While working at Ground Zero, Megan started Live From the WTC, a blog focused on economics, business, and cooking. She may or may not have been the first major economics blogger, depending on whether we are allowed to throw outlying variables such as Brad Delong out of the set. From there it was but a few steps down the slippery slope to freelance journalism. She has worked in various capacities for The Economist, where she wrote about economics and oversaw the founding of Free Exchange, the magazine's economics blog. She has also maintained her own blog, Asymmetrical Information, which moved to The Atlantic, along with its owner, in August 2007.

Megan holds a bachelor's degree in English literature from the University of Pennsylvania and an M.B.A. from the University of Chicago. After a lifetime as a New Yorker, she now resides in northwest Washington, D.C., where she is still trying to figure out what one does with an apartment larger than 400 square feet.

Blast from the Past

By Megan McArdle
Jun 23 2009, 3:31 PM ET Comment

Last month, I wrote about my adventures in 1930 primary sources.  I did a lot of 1930s reading for this month's business column, but truthfully, I've been reading old magazines for years, just because I'm kind of obsessed with historical pop culture.  What always surprises me is the optimism of those early depression years--during what may well have been the worst financial crisis in American history, people mostly expect things to get better.  This gives me pause whenever I examine our "green shoots", even though I'm very sure we've got much better fiscal and monetary policy than our ancestors did.

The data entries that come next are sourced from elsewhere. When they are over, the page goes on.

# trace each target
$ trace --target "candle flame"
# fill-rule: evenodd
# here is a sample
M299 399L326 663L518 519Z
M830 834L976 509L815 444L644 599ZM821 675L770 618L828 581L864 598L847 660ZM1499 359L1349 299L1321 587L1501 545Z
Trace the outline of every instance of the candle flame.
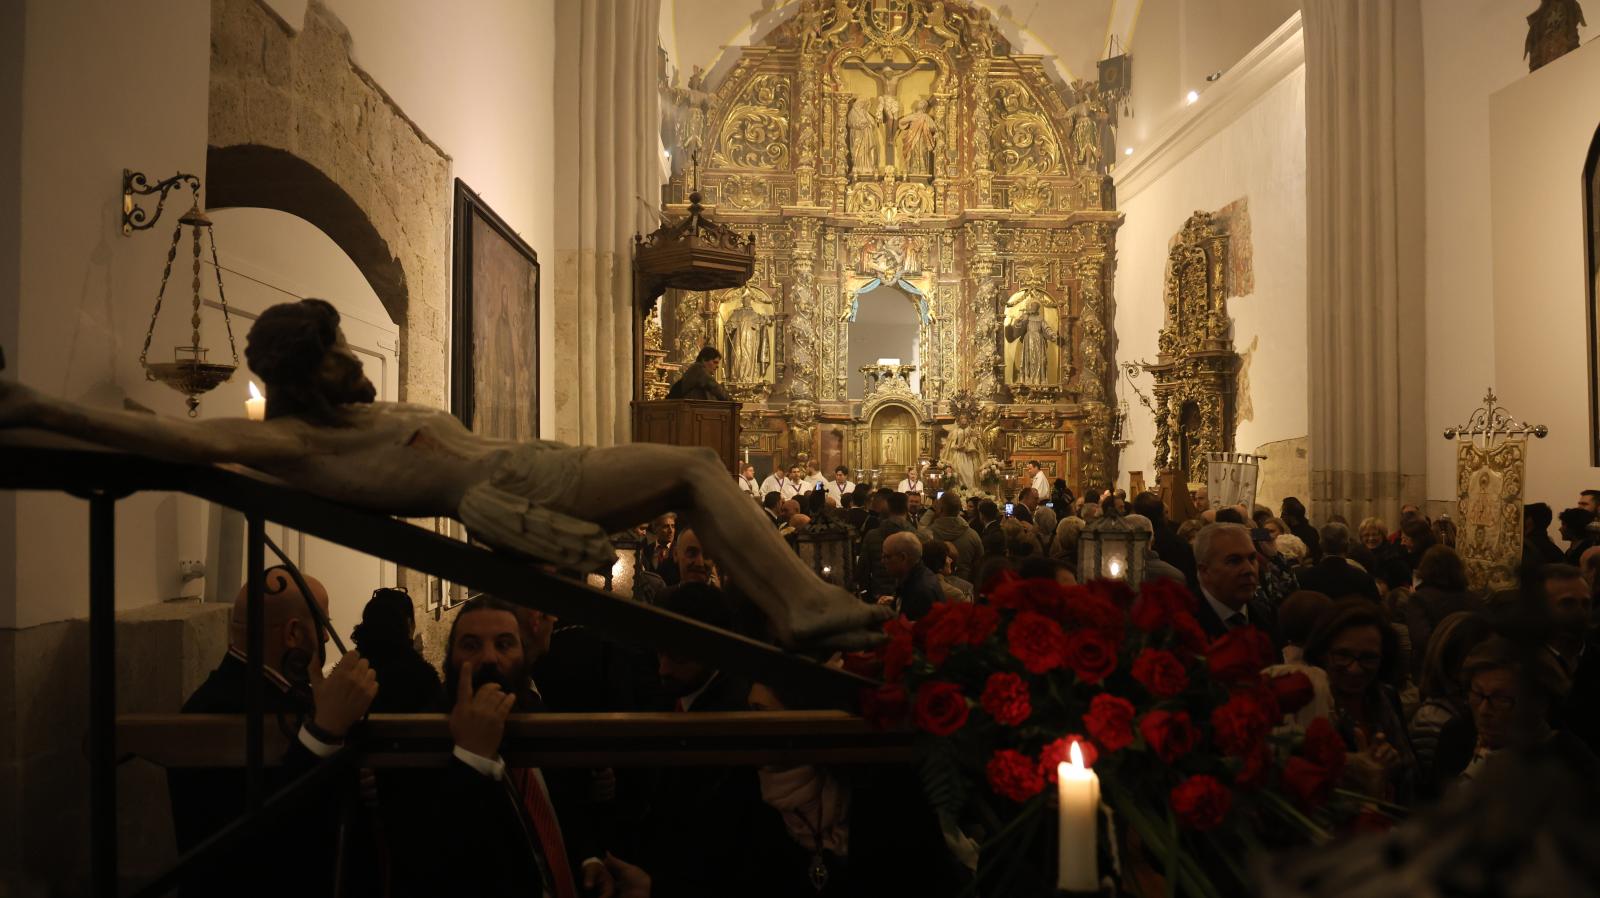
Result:
M1122 576L1122 562L1117 561L1115 559L1112 560L1112 562L1111 562L1111 576L1113 576L1113 577ZM1073 747L1076 748L1078 743L1074 742L1072 744L1073 744Z
M260 399L261 398L261 389L256 386L256 382L253 381L253 380L250 381L250 398L251 399Z
M1083 749L1078 747L1078 741L1076 739L1072 741L1072 748L1067 751L1067 756L1072 758L1072 767L1074 770L1083 769Z

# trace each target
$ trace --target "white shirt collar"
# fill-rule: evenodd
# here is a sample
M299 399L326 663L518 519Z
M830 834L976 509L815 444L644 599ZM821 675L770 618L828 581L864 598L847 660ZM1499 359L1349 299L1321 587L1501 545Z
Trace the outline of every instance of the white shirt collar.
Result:
M1233 617L1235 614L1244 615L1245 623L1250 622L1250 603L1246 602L1243 607L1241 607L1238 611L1235 611L1232 608L1229 608L1227 605L1224 605L1216 599L1213 599L1211 597L1211 593L1206 591L1204 586L1200 587L1200 595L1204 596L1205 600L1211 604L1211 610L1217 613L1217 619L1222 621L1223 624L1227 624L1228 618Z
M711 672L711 676L706 677L706 681L704 683L700 684L700 688L699 689L696 689L695 691L689 693L688 695L684 696L683 698L678 699L678 701L683 704L683 710L687 711L687 710L693 708L694 707L694 703L696 701L699 701L700 696L703 695L707 689L711 688L711 684L716 681L717 677L721 673L722 673L722 671L720 671L720 670L712 671Z

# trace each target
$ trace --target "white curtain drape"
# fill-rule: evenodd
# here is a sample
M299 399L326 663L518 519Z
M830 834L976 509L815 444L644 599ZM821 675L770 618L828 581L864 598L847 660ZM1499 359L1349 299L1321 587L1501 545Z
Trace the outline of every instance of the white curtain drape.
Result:
M627 442L632 243L661 196L659 0L556 4L555 438ZM640 203L640 199L644 204Z
M1314 515L1420 501L1422 40L1417 0L1305 0Z

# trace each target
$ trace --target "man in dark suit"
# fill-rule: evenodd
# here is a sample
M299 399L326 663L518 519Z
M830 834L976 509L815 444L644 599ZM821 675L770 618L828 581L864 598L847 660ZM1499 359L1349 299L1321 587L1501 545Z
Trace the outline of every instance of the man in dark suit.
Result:
M722 365L722 353L715 347L707 346L695 356L694 364L684 370L683 376L678 378L667 391L668 399L719 399L723 402L732 402L733 397L728 391L717 383L717 368Z
M978 503L978 538L983 542L983 554L1006 554L1006 533L1000 528L1000 506L991 499Z
M492 596L462 606L444 662L450 760L442 770L379 779L400 894L577 898L580 888L605 892L644 877L601 860L582 797L574 800L560 777L501 757L511 712L544 706L529 670L554 619L533 615L525 624L523 613Z
M1183 574L1184 582L1189 584L1189 589L1199 592L1200 581L1195 577L1194 569L1194 549L1190 548L1187 540L1178 536L1177 528L1167 522L1167 509L1161 504L1161 497L1152 492L1134 496L1133 513L1150 519L1150 548L1155 550L1156 557L1177 568Z
M933 606L944 601L944 588L939 578L922 563L922 538L914 531L890 534L883 541L883 570L893 580L894 594L878 596L878 601L890 599L896 609L910 620L921 620Z
M1256 547L1243 524L1207 524L1195 534L1194 555L1200 580L1196 617L1212 639L1230 630L1255 626L1276 641L1272 608L1255 601L1260 577Z
M677 586L678 563L673 560L673 549L678 538L678 516L669 511L650 522L650 536L654 541L644 555L644 569L668 586Z
M703 584L673 590L661 607L732 629L730 599ZM676 652L658 651L663 691L684 714L749 710L750 682ZM655 771L650 808L640 825L641 861L656 898L765 895L766 860L781 819L761 801L749 767L675 767Z
M268 727L279 720L305 720L277 766L264 772L271 795L294 782L343 745L350 727L378 694L377 677L360 654L346 654L322 676L327 631L285 568L264 575L262 677ZM328 593L305 577L311 600L327 619ZM242 714L249 707L248 592L233 602L228 653L184 702L185 714ZM239 768L173 768L167 773L178 851L187 852L244 813L245 772ZM310 796L302 809L230 850L180 887L183 895L327 895L333 890L334 795ZM293 859L293 863L288 863Z
M1372 576L1350 563L1350 528L1340 523L1322 525L1322 560L1299 573L1300 588L1320 592L1331 599L1361 596L1379 600L1378 583Z

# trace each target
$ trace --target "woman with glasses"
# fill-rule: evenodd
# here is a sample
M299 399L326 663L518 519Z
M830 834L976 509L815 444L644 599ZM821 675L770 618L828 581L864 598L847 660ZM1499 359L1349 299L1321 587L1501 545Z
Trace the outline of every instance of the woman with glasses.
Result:
M1400 641L1372 600L1335 602L1306 640L1306 661L1328 674L1333 724L1349 752L1346 785L1374 798L1410 804L1417 759L1395 684Z
M1435 766L1441 785L1477 778L1501 752L1547 753L1591 782L1600 776L1600 760L1588 746L1550 726L1551 708L1571 684L1543 645L1492 637L1467 655L1461 675L1472 713L1439 734Z

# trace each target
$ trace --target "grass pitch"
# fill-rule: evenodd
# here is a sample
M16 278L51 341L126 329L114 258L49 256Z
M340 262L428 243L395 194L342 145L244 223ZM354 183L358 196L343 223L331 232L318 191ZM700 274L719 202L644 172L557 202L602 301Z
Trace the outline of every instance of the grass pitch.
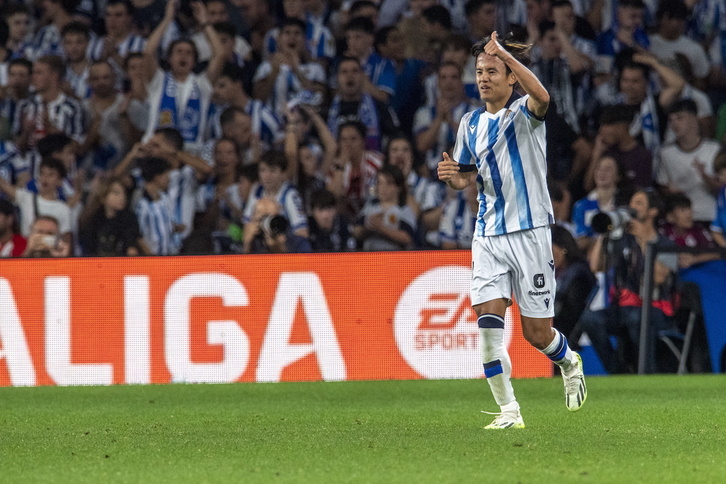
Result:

Now you can experience some of the magic of cognitive dissonance yourself, through a blog that simply summarizes the daily newspaper from 1930.   A sample of yesterday's entry:

Economic news and individual company reports:


US merchandise exports in May fell to $322 million, lowest for any month since July 1924. Imports fell to $285M, lowest since August 1924. Attributed to general decline in business and commodity deflation.


Metro-Goldwyn-Mayer production plans for upcoming year include 50 feature films, 60 comedy/novelty shorts, and 104 Hearst Metrotone newsreels.

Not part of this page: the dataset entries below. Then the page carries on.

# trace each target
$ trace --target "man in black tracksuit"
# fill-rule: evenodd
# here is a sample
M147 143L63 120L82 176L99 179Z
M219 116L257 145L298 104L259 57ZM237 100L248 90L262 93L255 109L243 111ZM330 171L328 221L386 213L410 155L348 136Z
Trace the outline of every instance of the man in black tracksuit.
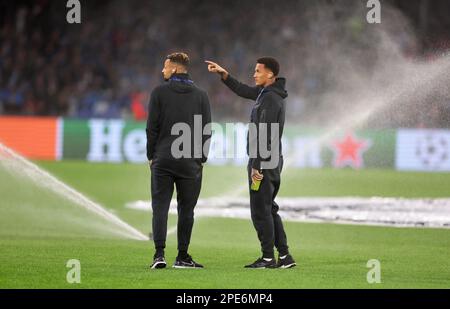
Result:
M203 163L207 160L211 133L203 134L211 122L209 99L187 74L189 57L184 53L167 56L162 71L166 82L156 87L150 98L147 120L147 157L151 169L153 241L155 255L151 268L164 268L164 248L170 201L177 189L178 256L175 268L197 268L188 254L194 207L200 194ZM199 122L200 120L200 122ZM181 127L180 127L181 124ZM176 128L181 129L176 129ZM185 143L179 135L190 133ZM201 134L195 138L195 134ZM203 147L205 145L205 147Z
M261 242L262 258L254 263L246 265L246 268L291 268L296 266L289 254L286 233L283 223L278 215L279 207L275 197L280 187L280 174L283 168L283 156L281 151L281 137L283 134L285 119L285 102L287 97L284 78L278 78L279 64L271 57L263 57L257 60L255 67L255 87L240 83L217 63L206 61L208 70L219 73L223 83L234 93L246 99L256 101L253 106L250 125L256 127L256 138L249 131L247 137L248 182L261 181L259 190L250 189L250 211L253 225ZM267 130L263 130L260 124L265 124ZM271 133L271 125L278 127L278 136ZM274 132L276 133L276 132ZM264 157L259 148L262 135L266 135L265 150L271 150L270 155ZM252 140L256 139L256 144ZM252 157L251 148L257 145ZM276 148L275 148L276 147ZM277 150L277 151L273 151ZM273 164L275 163L275 164ZM274 246L279 252L278 263L275 261Z

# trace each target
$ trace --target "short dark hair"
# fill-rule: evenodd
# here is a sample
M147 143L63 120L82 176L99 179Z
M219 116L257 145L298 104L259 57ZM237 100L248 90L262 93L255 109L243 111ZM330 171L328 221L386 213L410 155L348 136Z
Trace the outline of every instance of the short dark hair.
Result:
M256 63L264 64L266 68L272 71L273 75L278 76L280 73L280 64L273 57L262 57L256 60Z
M172 53L166 57L171 62L181 64L185 67L189 66L189 56L186 53Z

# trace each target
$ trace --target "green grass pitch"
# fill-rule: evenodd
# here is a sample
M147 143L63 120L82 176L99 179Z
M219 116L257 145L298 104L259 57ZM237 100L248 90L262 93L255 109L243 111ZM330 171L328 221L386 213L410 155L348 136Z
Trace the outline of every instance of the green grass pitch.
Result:
M38 162L145 234L151 214L124 207L149 199L146 165ZM245 186L245 169L204 169L201 197ZM385 170L283 171L280 196L449 197L450 174ZM246 195L245 188L242 195ZM170 216L169 227L176 224ZM0 288L449 288L450 230L286 222L298 267L248 270L259 245L249 220L196 219L190 253L205 269L150 270L151 242L120 238L92 213L0 171ZM168 237L169 266L176 235ZM66 262L81 263L69 284ZM369 284L366 263L381 263Z

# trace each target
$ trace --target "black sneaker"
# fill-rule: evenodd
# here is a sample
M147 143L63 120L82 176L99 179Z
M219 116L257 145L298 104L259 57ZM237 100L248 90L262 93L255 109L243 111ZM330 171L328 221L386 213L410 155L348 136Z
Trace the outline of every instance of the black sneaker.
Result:
M259 258L255 262L249 265L245 265L245 268L276 268L277 263L275 259L270 259L266 261L264 258Z
M196 263L192 256L188 255L185 258L177 257L175 263L172 266L173 268L203 268L202 264Z
M290 254L285 255L285 258L282 259L278 257L278 268L292 268L297 266L297 263L295 263L294 259Z
M166 260L164 259L164 256L155 256L153 258L153 264L150 265L151 269L156 268L165 268L167 266Z

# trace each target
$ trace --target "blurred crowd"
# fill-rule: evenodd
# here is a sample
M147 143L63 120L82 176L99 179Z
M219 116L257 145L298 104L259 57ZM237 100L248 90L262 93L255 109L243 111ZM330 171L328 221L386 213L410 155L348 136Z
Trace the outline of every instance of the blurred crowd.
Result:
M320 4L308 1L81 3L81 24L68 24L66 1L0 0L0 114L144 120L149 93L162 82L165 56L185 51L192 79L210 96L215 121L246 121L251 103L232 95L203 61L217 61L252 83L255 60L270 55L280 60L288 80L288 117L320 125L323 117L313 115L330 113L321 94L335 83L328 69L336 59L326 51L341 49L336 43L344 40L351 50L340 52L373 59L364 35L368 26L363 18L351 19L345 7L332 12L342 31ZM321 18L324 23L306 22ZM423 55L414 41L396 35L405 57ZM447 35L438 40L442 50L450 47ZM424 108L429 117L421 113L412 123L392 118L383 125L450 126L450 98L440 100Z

Ford Motor Company has found it's practical to salvage materials from antiquated cars; currently has 120 men dismantling the old cars at a rate of 375 every 16 hours, plans to expand the operation.


Goldman Sachs continues to hit new record lows, now selling at less than one sixth its 1929 high.


Growers and packers are uniting to try and cope with a large oversupply of cling peaches. Number of cases has increased from 1.5 million in 1910 to almost 15 million in 1928. Similar glut conditions in the raisin grape industry.


Heard on the Street:

"'Things are getting back to normal,' remarked the head of a Broadway house. 'Again the main topic of discussion among our customers is the 18th amendment.'" [Prohibition]


The Boring Stuff


Commerce Department reports a reduction of $561M in net capital exports from the US during 1929. This includes money spent abroad for tourist travel, investments abroad, payments of debt abroad, etc. One major result was an inflow of gold of $307M, or about 3% of total world gold stock. This may be causing problems by reducing money supply in the rest of the world; it would be good to smooth out these major fluctuations in US capital exports.


Many stock buyers are waiting for commodity prices to stop declining. Q2 earnings are also expected to be poor. Therefore we can expect bears to launch another attack on the Dow Jones panic low of 198.69 reached last Nov. 13. Based on the history of previous bear markets, however, it's likely this level will not be substantially broken, if at all. Also further declines are expected to be dull and low volume as is typical of the tail end of bear markets.


Last Friday marked the anniversary of the low from the panic of 1921 when the Dow 20 Industrials hit 64.90 and 20 rails hit 65.52. A couple of months later the greatest bull market in this country's history began.


Actual market bottom:  Dow 42.48 on April 1st, 1932.